I’ve cried for my brother, the one who “gets me” more than anyone in this world, and for whom I cannot muster up anything enlightening or comforting to say.  I cry for his childhood memories that are now bittersweet & for the guilt I know he feels for having lost touch with Jesse the last few years.  I cry for Jesse’s parents, because this is just unfathomable. His mom was a secretary at my middle school. I’ll never forget when my mother was sick with a vitamin deficiency and had to be hospitalized.  I kept having meltdowns in the middle of class and wanting to call my Grandma to get updates. I was 11 years old and could sense the other people in the office growing impatient with me leaving class just to use the office phone. But Jesse’s mom understood and let me use it every time. I’ll always remember that.  I cry for Jesse’s sister, Sam, and I pray to God on my hands and knees that I never have to feel what she’s feeling. I could not lose my sisters or my brother. I can’t even bring myself to imagine it.

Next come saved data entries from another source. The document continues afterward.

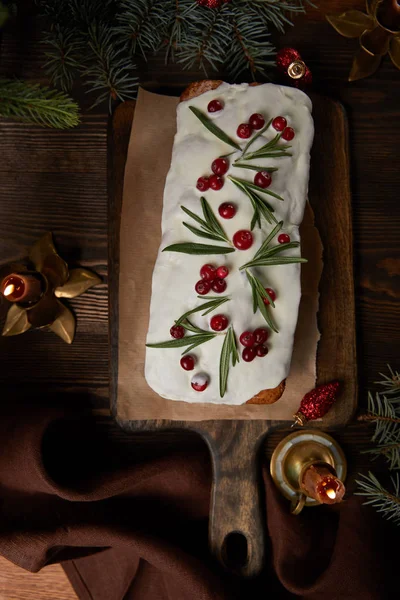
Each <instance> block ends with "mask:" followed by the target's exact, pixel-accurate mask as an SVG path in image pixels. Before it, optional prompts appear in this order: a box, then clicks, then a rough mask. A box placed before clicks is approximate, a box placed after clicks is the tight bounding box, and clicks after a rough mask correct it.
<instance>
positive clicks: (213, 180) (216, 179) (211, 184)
mask: <svg viewBox="0 0 400 600" xmlns="http://www.w3.org/2000/svg"><path fill="white" fill-rule="evenodd" d="M209 181H210V188H211V189H212V190H215V191H216V192H217V191H218V190H220V189H221V188H222V186H223V185H224V180H223V179H222V177H219V176H218V175H211V176H210V179H209Z"/></svg>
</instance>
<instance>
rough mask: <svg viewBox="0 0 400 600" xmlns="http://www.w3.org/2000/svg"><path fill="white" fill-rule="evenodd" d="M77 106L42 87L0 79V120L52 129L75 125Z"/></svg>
mask: <svg viewBox="0 0 400 600" xmlns="http://www.w3.org/2000/svg"><path fill="white" fill-rule="evenodd" d="M78 110H79V109H78V105H77V104H76V103H75V102H73V100H72V99H71V98H69V97H68V96H67V95H66V94H64V93H62V92H58V91H57V90H51V89H50V88H48V87H45V86H39V85H37V84H29V83H25V82H22V81H13V80H9V79H0V116H2V117H6V118H13V119H18V120H20V121H25V122H28V123H37V124H39V125H43V126H46V127H54V128H56V129H67V128H69V127H75V126H76V125H78V123H79V115H78Z"/></svg>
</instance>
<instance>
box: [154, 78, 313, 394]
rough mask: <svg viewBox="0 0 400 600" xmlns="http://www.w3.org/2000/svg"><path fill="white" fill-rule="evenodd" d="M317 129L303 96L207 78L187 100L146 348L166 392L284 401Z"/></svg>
mask: <svg viewBox="0 0 400 600" xmlns="http://www.w3.org/2000/svg"><path fill="white" fill-rule="evenodd" d="M313 132H314V128H313V121H312V118H311V101H310V99H309V98H308V96H306V95H305V94H304V93H303V92H301V91H300V90H298V89H293V88H288V87H284V86H277V85H273V84H263V85H251V84H250V85H249V84H240V85H229V84H227V83H224V82H221V81H209V80H208V81H204V82H196V83H195V84H192V85H191V86H189V88H188V89H187V90H185V92H184V93H183V94H182V96H181V102H180V104H179V106H178V109H177V132H176V135H175V140H174V145H173V152H172V160H171V168H170V170H169V173H168V176H167V179H166V184H165V190H164V203H163V213H162V223H161V226H162V240H161V245H160V250H159V253H158V256H157V260H156V264H155V267H154V272H153V284H152V297H151V306H150V322H149V330H148V335H147V344H146V345H147V349H146V366H145V375H146V380H147V382H148V384H149V385H150V386H151V388H153V390H155V391H156V392H157V393H158V394H159V395H160V396H162V397H164V398H168V399H172V400H182V401H186V402H210V403H221V404H231V405H239V404H243V403H245V402H251V403H261V404H263V403H266V404H269V403H272V402H275V401H276V400H278V399H279V398H280V396H281V395H282V393H283V391H284V382H285V378H286V377H287V375H288V373H289V369H290V361H291V356H292V349H293V337H294V332H295V328H296V323H297V316H298V307H299V302H300V296H301V289H300V268H301V264H300V263H301V262H305V261H306V258H304V257H302V256H301V252H300V236H299V225H300V223H301V221H302V218H303V212H304V208H305V202H306V195H307V186H308V175H309V161H310V147H311V144H312V139H313Z"/></svg>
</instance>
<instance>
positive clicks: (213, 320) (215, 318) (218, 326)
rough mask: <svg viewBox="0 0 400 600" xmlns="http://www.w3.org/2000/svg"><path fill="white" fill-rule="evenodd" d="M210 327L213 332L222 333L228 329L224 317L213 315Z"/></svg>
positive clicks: (227, 322)
mask: <svg viewBox="0 0 400 600" xmlns="http://www.w3.org/2000/svg"><path fill="white" fill-rule="evenodd" d="M210 327H211V329H213V330H214V331H223V330H224V329H226V328H227V327H228V319H227V318H226V317H225V315H214V316H213V317H212V318H211V321H210Z"/></svg>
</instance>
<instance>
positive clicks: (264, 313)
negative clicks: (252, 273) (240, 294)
mask: <svg viewBox="0 0 400 600" xmlns="http://www.w3.org/2000/svg"><path fill="white" fill-rule="evenodd" d="M246 276H247V280H248V282H249V283H250V286H251V292H252V296H253V313H256V312H257V309H258V310H259V311H260V313H261V314H262V316H263V317H264V319H265V321H266V322H267V324H268V326H269V327H270V328H271V329H272V330H273V331H275V332H276V333H279V331H278V329H277V327H276V325H275V323H274V321H273V319H272V317H271V315H270V314H269V312H268V309H267V305H266V304H265V302H264V298H265V299H266V300H268V302H269V304H270V305H271V306H272V308H275V304H274V302H273V300H272V298H271V296H270V295H269V294H268V292H267V291H266V290H265V288H264V286H263V284H262V283H261V281H260V280H259V279H258V278H257V277H256V276H255V275H253V274H252V273H250V271H247V270H246Z"/></svg>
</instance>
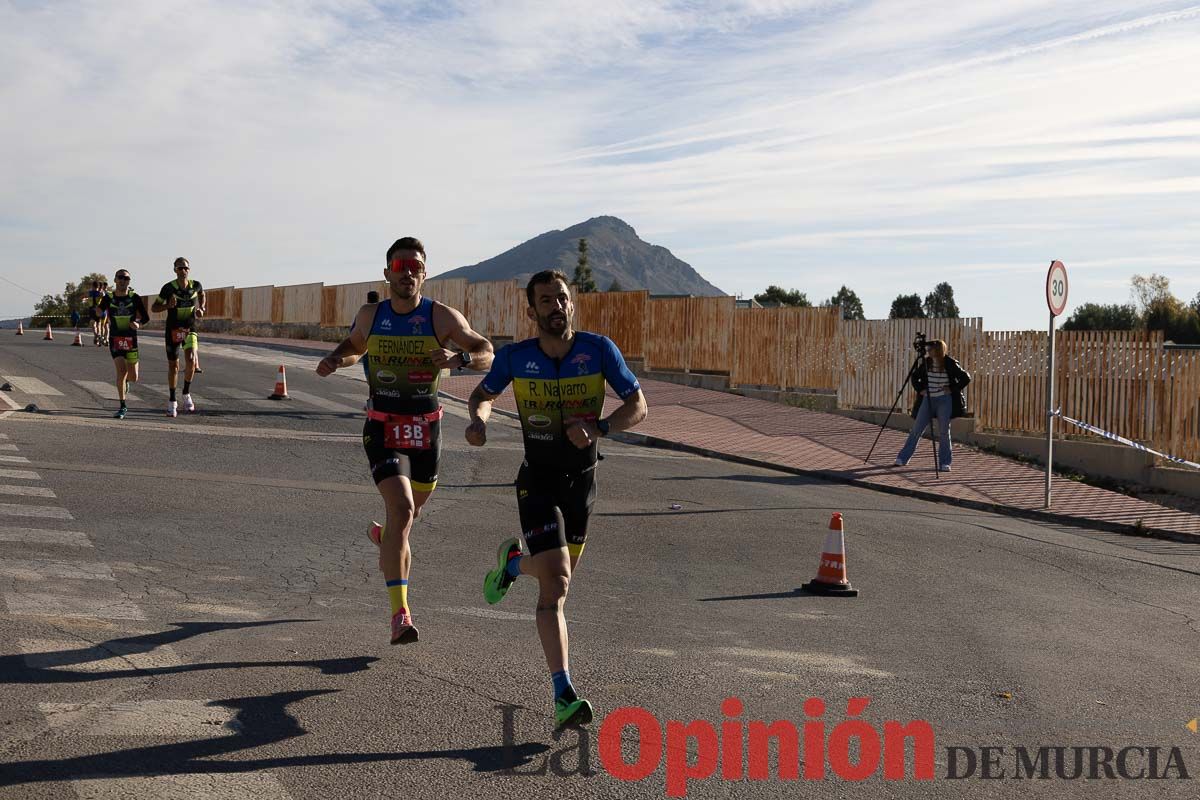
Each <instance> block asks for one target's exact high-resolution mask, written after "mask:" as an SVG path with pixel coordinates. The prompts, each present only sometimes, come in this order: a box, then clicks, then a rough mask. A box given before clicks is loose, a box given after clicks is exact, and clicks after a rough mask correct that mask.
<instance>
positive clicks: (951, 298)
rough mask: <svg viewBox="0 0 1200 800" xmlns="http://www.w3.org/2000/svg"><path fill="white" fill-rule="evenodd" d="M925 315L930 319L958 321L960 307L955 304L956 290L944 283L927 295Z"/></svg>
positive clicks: (925, 302)
mask: <svg viewBox="0 0 1200 800" xmlns="http://www.w3.org/2000/svg"><path fill="white" fill-rule="evenodd" d="M924 308H925V315H926V317H930V318H950V319H956V318H958V315H959V306H958V303H955V302H954V289H953V288H952V287H950V284H949V283H946V282H944V281H943V282H942V283H938V284H937V285H936V287H934V290H932V291H930V293H929V294H928V295H925V306H924Z"/></svg>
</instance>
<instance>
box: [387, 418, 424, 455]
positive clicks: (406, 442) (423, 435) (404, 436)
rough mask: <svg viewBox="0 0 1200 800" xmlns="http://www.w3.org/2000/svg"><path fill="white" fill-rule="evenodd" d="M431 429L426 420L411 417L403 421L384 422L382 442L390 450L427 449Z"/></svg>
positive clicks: (412, 449)
mask: <svg viewBox="0 0 1200 800" xmlns="http://www.w3.org/2000/svg"><path fill="white" fill-rule="evenodd" d="M432 441H433V429H432V426H431V425H430V422H428V421H427V420H422V419H420V417H413V419H412V420H406V421H404V422H384V426H383V444H384V446H385V447H388V449H390V450H428V449H430V447H431V446H432Z"/></svg>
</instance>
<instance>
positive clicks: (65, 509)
mask: <svg viewBox="0 0 1200 800" xmlns="http://www.w3.org/2000/svg"><path fill="white" fill-rule="evenodd" d="M0 516H2V517H42V518H44V519H74V517H72V516H71V512H70V511H67V510H66V509H60V507H58V506H23V505H14V504H12V503H0Z"/></svg>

I’m broken-hearted for the kid in us all that thought we would live forever.

As adults, we know better. We won’t live forever, but we still think we have time.

It’s truly ironic that one hour before I learned of Jesse’s passing, I was reading the day’s devotional from Jesus Calling about thankfulness.
“A thankful attitude opens windows of heaven. As you look up with a grateful heart. you get glimpses of Glory through those windows. You cannot yet live in heaven, but you can experience foretastes of your ultimate home.”

I then proceeded to write in my journal that morning about how there has been a lot of loss and illness to process this year, but that I was grateful. My exact words were…“I’m so thankful that I still have time to make it right.”

Those words make me ache right now.
The hundreds of cliché sayings about letting people know how you feel before it’s too late, chasing the dream, forgiving, living life to the fullest…it’s all true. We lived it so unapologetically as children, with our bravery/creativity/vulnerability fluctuating as we grew up into adults.

But here’s the thing… We were all that kid conquering dirt hills once. We just find our uphill climbs more exhausting than adventurous now.  But we couldn’t be who we are today without being the child version first.  jesse

If I can take one thing away from this tragic loss it’s this…

May we cherish not only the kid we used to be, but honor the kid that still lives in us.  Trust me, they’re still in there.